期刊介绍： The objective of the Journal of Nanoparticle Research is to disseminate knowledge of the physical, chemical and biological phenomena and processes in structures that have at least one lengthscale ranging from molecular to approximately 100 nm (or submicron in some situations), and exhibit improved and novel properties that are a direct result of their small size. Nanoparticle research is a key component of nanoscience, nanoengineering and nanotechnology. The focus of the Journal is on the specific concepts, properties, phenomena, and processes related to particles, tubes, layers, macromolecules, clusters and other finite structures of the nanoscale size range. Synthesis, assembly, transport, reactivity, and stability of such structures are considered. Development of in-situ and ex-situ instrumentation for characterization of nanoparticles and their interfaces should be based on new principles for probing properties and phenomena not well understood at the nanometer scale. Modeling and simulation may include atom-based quantum mechanics; molecular dynamics; single-particle, multi-body and continuum based models; fractals; other methods suitable for modeling particle synthesis, assembling and interaction processes.
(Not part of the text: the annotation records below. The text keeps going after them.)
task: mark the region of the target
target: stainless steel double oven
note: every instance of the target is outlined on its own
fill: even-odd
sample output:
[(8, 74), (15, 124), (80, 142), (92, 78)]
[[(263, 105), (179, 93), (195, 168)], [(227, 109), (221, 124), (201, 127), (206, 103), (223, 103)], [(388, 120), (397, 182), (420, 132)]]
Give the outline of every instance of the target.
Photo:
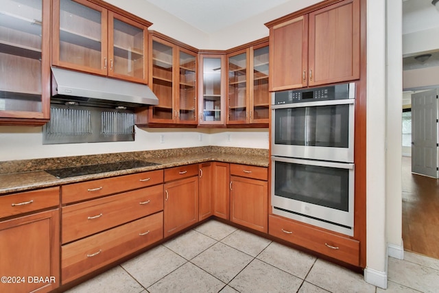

Realization and application of systems, structures and devices with novel functions obtained via precursor nanoparticles is emphasized. Approaches may include gas-, liquid-, solid-, and vacuum-based processes, size reduction, chemical- and bio-self assembly. Contributions include utilization of nanoparticle systems for enhancing a phenomenon or process and particle assembling into hierarchical structures, as well as formulation and the administration of drugs. Synergistic approaches originating from different disciplines and technologies, and interaction between the research providers and users in this field, are encouraged.